Using federal or state tax dollars to reward a school or to withhold funding for their individual academic achievement is wrong. It is inappropriate to make decisions about students or schools on the basis of a single measure of achievement (American Educational Research Association, American Psychological Association, & National Council on Educational Measurement, 1999).

Unfortunately, high-stakes testing tends to favor schools in which students come from a middle-upper class clientele and can therefore perform more successfully on such tests. Testing reform does not go to the heart of the problem: the fundamental misdesign of schools, lack of qualified teachers, and the instability of the families and communities from which students come (Wang, Beckett, and Brown 2006). According to Wang, we are "reminded that tests alone cannot create improvement: A program of systemic change begins with the content standards. Rather than simply assessing these standards and reporting the information, the systemic change process also seeks to develop appropriate alternative instructional materials, alternative instructional and learning models appropriate to the desired outcomes, and the staff development programs or courses needed by teachers to make the shifts in the desired teaching and learning." (Wang, Beckett, and Brown, 2006).


While many people argue that attaching stakes to test scores is supposed to create incentives for students and teachers to work harder and for school and district administrators to do a better job of monitoring their performance, this is not necessarily the case. (Elmore, 2002). Students instead worry about whether or not they will be the one student who will let down their school if the school does not receive a passing grade. They worry about whether or not they will be successful and what the consequences will be if they are not.

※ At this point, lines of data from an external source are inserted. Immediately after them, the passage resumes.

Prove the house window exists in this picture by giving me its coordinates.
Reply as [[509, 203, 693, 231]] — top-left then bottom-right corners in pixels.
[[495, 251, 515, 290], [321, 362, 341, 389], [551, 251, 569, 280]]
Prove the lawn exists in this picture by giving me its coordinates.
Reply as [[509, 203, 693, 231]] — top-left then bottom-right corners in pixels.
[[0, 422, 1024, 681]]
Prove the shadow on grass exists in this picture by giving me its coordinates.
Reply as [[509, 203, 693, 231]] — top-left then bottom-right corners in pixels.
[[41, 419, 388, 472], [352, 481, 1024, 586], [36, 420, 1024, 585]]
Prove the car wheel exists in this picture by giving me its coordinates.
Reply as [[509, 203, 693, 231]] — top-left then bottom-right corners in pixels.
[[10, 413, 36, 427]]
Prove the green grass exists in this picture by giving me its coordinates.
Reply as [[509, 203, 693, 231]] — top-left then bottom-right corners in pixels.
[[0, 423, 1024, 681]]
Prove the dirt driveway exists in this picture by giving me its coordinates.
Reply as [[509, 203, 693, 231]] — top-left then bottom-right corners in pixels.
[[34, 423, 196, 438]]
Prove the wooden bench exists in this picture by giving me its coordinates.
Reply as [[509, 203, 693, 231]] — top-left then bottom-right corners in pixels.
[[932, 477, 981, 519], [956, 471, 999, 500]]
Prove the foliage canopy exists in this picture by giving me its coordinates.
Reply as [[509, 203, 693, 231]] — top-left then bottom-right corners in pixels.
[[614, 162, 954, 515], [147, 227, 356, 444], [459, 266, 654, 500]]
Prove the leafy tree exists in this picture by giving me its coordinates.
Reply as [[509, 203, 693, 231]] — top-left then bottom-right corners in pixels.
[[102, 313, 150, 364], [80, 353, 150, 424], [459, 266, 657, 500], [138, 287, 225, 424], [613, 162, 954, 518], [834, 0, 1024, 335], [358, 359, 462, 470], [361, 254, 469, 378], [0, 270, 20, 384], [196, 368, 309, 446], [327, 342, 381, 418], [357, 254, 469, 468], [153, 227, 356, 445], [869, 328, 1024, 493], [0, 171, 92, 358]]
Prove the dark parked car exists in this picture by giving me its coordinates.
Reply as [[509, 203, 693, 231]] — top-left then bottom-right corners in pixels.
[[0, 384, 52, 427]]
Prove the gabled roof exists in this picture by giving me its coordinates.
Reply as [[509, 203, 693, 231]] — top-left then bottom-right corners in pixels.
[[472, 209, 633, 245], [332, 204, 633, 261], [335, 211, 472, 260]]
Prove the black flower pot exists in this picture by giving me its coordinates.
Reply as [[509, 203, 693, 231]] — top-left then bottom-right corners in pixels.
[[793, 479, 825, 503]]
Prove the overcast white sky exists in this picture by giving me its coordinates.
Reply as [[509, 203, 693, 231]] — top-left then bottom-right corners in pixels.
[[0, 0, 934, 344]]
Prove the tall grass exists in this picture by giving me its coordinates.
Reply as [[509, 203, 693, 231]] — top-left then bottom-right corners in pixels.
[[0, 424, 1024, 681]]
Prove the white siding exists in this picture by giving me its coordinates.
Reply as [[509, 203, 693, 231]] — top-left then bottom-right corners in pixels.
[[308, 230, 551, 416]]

Emphasis should not be focused solely on one high-stakes assessment to the point where students are restricted from being allowed to play on the playground for fear they may not get enough reading time in during the typical school day. Parents should not have to worry about whether or not their student is receiving a good education because the school made adequate yearly progress or not. Administrators should not have to be figuring out how to make sure that each ethnic group of various levels of ability are going to be more successful on the current test compared to the prior year's assessment. Too much time is wasted on preparing for the test, rather than preparing the student's for their future in the real world.


In summary, using a high-stakes assessment is a bad idea to use as a judgment tool to assess a student's true learning mastery in the classroom. Using a high-stakes assessment, such as the Florida Comprehensive Assessment Test, as a means of providing funding or lack thereof is a disservice to all schools and students. Having additional outside pressures to be successful is harmful to our educational system and should be removed all together. Kids should be allowed to be kids again and not automations of what politicians think they should be in order to show that the United States is a competitive and successful country.


Crocker, L. (2002). " Stakeholders in comprehensive validation of standards-based assessments: a commentary", Educational Measurement, 21: 1, 5-6.

Elmore, Richard (2002). "Testing Trap: The Largest and Possibly Most Destructive Federal Intrusion into America's Public Schools", Harvard Magazine, 105:1.

Lee, (2008). "Is Test-Driven External Accountability Effective? Synthesizing the Evidence From Cross-State Causal-Comparative and Correlational Studies", Review of Educational Research, 78: 3, 608-644.

Wang, Lihshing, Beckett, Gulbahar H. and Brown, Lionel (2006). "Controversies of Standardized Assessment in School Accountability Reform: A Critical Synthesis of Multidisciplinary Research Evidence", Applied Measurement in Education, 19: 4, 305-328.